I'm trying to read a CSV file from an AWS S3 bucket with Spark, currently doing it through a Jupyter notebook.
After setting up the AWS S3 configurations for spark I am getting this error when trying to read the CSV:
Py4JJavaError: An error occurred while calling SOMERANDOMNAME.csv.
: com.amazonaws.services.s3.model.AmazonS3Exception: Status Code: 400, AWS Service: Amazon S3, AWS Request ID: XXXXXXXXXX, AWS Error Code: null, AWS Error Message: Bad Request, S3 Extended Request ID: XXXXXXXXXXX
The way I am setting up the configuration:
hadoopConf = spark.sparkContext._jsc.hadoopConfiguration()

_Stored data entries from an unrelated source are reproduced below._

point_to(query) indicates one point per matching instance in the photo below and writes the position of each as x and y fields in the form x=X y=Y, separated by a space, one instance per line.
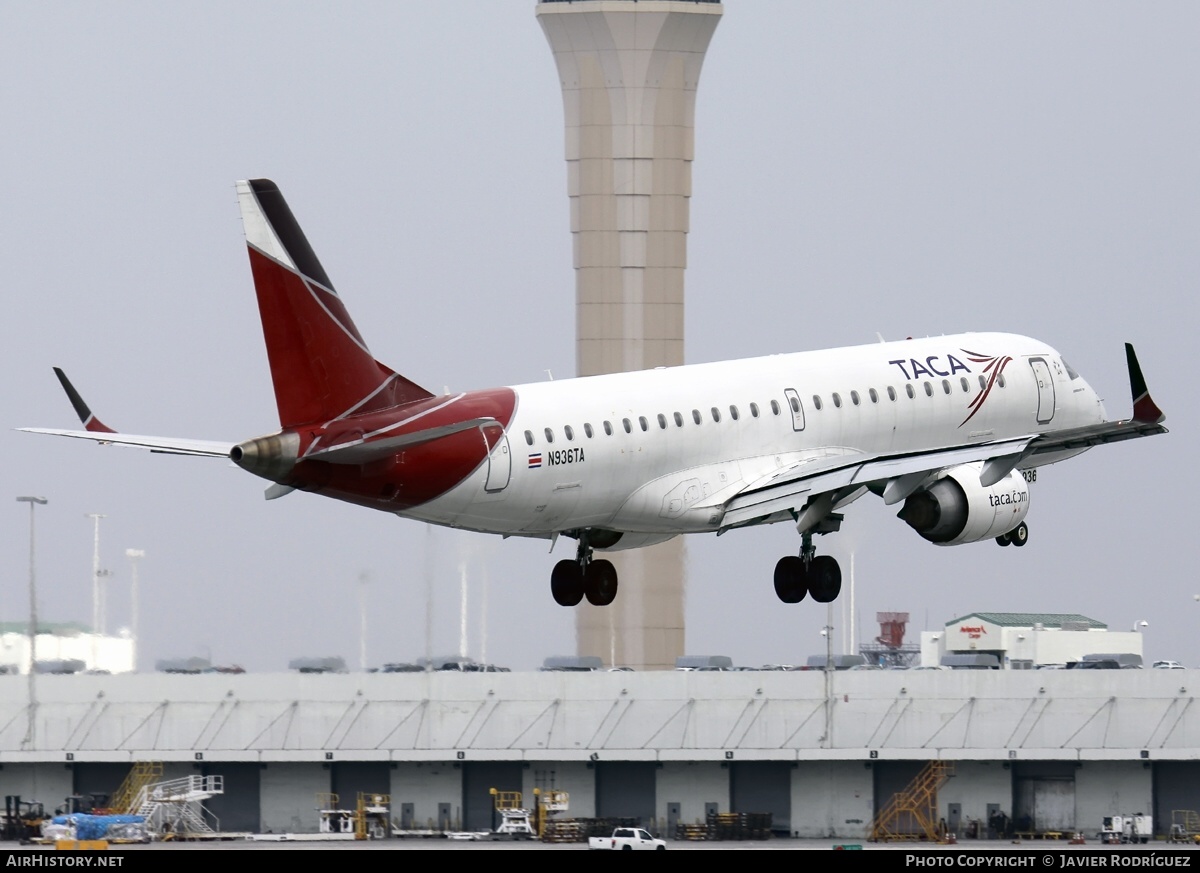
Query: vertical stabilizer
x=321 y=366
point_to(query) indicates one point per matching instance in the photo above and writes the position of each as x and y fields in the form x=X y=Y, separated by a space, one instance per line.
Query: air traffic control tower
x=629 y=71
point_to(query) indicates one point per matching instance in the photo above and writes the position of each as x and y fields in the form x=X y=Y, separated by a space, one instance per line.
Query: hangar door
x=889 y=778
x=478 y=781
x=1044 y=796
x=625 y=789
x=1176 y=789
x=763 y=786
x=101 y=778
x=238 y=808
x=349 y=778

hadoopConf.set("fs.s3a.endpoint", s3_endpoint_url)
hadoopConf.set("fs.s3a.access.key", s3_access_key_id)
hadoopConf.set("fs.s3a.secret.key", s3_secret_access_key)

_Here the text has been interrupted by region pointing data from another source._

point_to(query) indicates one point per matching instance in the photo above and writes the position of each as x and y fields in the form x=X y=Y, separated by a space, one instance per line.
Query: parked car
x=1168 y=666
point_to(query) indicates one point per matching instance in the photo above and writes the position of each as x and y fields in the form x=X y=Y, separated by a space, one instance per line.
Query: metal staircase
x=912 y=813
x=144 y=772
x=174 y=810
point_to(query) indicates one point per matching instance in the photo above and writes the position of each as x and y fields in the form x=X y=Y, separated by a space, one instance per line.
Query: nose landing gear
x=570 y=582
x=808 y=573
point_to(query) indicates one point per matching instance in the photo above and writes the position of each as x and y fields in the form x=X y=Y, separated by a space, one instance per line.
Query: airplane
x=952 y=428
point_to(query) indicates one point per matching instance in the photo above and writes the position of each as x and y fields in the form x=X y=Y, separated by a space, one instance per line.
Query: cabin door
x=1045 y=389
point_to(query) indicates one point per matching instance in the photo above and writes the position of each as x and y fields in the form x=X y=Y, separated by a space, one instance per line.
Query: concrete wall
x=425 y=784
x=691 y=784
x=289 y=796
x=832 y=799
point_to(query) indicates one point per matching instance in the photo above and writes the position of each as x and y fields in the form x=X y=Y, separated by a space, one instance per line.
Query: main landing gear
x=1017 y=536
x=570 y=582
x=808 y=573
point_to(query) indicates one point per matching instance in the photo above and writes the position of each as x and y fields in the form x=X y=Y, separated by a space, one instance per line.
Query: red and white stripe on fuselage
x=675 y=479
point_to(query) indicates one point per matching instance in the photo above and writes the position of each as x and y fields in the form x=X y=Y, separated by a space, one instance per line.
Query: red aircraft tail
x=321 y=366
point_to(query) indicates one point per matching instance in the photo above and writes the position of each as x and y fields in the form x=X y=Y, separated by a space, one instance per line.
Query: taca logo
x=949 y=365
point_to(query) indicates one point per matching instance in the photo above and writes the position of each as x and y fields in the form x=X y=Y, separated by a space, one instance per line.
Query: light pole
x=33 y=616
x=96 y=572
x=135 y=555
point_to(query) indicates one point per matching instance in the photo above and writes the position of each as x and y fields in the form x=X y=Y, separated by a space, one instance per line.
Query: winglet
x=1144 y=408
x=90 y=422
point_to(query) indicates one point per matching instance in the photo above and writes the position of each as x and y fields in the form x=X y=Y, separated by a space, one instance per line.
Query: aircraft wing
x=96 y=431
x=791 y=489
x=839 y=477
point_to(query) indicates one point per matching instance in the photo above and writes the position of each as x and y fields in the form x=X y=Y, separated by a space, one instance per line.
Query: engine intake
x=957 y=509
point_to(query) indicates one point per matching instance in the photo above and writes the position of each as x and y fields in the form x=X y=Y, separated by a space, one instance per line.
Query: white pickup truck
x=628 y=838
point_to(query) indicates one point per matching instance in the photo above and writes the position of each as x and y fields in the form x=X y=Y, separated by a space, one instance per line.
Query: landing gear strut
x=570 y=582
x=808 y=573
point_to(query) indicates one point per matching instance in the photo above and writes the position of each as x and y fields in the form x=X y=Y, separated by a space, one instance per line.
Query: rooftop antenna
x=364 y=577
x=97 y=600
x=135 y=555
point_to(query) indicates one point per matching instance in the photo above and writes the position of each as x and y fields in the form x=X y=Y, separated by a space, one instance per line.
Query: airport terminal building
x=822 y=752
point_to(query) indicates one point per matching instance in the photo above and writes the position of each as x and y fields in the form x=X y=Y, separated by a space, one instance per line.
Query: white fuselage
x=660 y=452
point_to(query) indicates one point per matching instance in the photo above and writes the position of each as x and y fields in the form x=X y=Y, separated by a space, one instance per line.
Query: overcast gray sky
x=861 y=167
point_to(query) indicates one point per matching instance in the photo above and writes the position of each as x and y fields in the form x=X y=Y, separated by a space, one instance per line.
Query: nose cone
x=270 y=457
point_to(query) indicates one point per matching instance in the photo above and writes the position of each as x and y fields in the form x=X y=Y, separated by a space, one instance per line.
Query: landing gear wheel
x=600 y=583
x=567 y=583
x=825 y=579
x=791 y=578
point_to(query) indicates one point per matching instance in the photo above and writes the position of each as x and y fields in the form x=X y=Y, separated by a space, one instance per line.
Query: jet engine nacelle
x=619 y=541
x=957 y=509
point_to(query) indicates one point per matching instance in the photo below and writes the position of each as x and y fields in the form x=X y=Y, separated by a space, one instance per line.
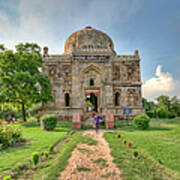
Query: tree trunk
x=23 y=112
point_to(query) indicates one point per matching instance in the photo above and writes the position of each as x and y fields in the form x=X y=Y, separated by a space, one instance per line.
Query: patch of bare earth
x=91 y=162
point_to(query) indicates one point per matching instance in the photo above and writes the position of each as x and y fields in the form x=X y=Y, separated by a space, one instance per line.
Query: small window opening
x=117 y=95
x=91 y=82
x=67 y=99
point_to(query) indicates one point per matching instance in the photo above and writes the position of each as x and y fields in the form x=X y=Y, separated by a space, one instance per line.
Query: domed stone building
x=89 y=69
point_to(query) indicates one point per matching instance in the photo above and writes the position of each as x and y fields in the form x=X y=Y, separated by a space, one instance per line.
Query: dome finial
x=88 y=27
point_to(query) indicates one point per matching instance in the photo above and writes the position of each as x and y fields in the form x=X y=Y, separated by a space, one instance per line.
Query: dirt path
x=91 y=162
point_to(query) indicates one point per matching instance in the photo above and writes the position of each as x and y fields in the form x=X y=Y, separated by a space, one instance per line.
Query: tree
x=175 y=105
x=163 y=102
x=21 y=82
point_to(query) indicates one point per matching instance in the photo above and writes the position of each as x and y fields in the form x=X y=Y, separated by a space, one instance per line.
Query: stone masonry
x=90 y=66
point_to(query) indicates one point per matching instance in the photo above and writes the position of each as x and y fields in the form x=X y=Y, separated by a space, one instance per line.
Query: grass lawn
x=38 y=140
x=161 y=141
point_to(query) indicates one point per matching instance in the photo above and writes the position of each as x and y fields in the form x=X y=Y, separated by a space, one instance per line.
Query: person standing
x=96 y=121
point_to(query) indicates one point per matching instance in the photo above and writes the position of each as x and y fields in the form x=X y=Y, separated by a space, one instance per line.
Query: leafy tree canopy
x=21 y=82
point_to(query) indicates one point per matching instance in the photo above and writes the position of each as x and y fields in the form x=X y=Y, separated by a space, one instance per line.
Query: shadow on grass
x=127 y=126
x=31 y=125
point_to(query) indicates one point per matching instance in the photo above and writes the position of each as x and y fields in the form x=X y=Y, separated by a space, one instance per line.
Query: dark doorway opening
x=116 y=100
x=94 y=101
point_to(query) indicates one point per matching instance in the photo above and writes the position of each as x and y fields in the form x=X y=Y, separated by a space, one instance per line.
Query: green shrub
x=51 y=148
x=10 y=135
x=46 y=154
x=71 y=132
x=48 y=122
x=151 y=114
x=135 y=153
x=7 y=178
x=162 y=113
x=124 y=141
x=35 y=158
x=119 y=136
x=141 y=122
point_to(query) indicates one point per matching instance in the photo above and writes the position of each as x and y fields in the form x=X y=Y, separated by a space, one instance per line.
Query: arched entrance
x=94 y=101
x=93 y=96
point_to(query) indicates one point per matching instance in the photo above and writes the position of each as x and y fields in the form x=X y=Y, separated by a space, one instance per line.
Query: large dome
x=88 y=40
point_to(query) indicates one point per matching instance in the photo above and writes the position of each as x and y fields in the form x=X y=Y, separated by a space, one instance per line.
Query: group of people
x=11 y=119
x=97 y=119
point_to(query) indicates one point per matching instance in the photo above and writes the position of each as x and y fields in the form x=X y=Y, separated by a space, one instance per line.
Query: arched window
x=91 y=82
x=67 y=99
x=116 y=100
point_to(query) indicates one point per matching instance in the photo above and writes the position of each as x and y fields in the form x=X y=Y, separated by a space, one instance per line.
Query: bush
x=135 y=153
x=35 y=158
x=7 y=178
x=172 y=115
x=51 y=148
x=162 y=113
x=129 y=144
x=141 y=122
x=151 y=114
x=9 y=135
x=48 y=122
x=46 y=154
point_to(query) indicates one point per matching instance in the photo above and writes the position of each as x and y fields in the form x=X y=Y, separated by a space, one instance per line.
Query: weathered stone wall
x=93 y=59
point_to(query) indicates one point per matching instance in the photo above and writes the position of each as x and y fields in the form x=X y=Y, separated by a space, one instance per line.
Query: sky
x=151 y=26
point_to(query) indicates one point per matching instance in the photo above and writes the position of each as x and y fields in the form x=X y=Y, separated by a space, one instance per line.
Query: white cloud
x=162 y=84
x=50 y=22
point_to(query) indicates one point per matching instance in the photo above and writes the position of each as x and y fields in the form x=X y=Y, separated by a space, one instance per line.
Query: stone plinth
x=109 y=118
x=76 y=121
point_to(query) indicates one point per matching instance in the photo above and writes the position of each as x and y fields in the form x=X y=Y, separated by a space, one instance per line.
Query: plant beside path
x=91 y=159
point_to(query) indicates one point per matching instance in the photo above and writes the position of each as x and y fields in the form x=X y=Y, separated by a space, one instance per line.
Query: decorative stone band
x=93 y=60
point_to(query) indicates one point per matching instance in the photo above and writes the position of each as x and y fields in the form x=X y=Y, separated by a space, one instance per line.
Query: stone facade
x=91 y=67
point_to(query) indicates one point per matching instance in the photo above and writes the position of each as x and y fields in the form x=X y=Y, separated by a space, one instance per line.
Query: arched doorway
x=94 y=101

hadoopConf.set("fs.s3a.path.style.access", "true")
The way I'm trying to read the CSV:
data = spark.read.csv('s3a://' + s3_bucket + '/data.csv',sep=",", header=True)
Running that block sends me the error above. Could you help me out on what could be going wrong?
Thank you in advance!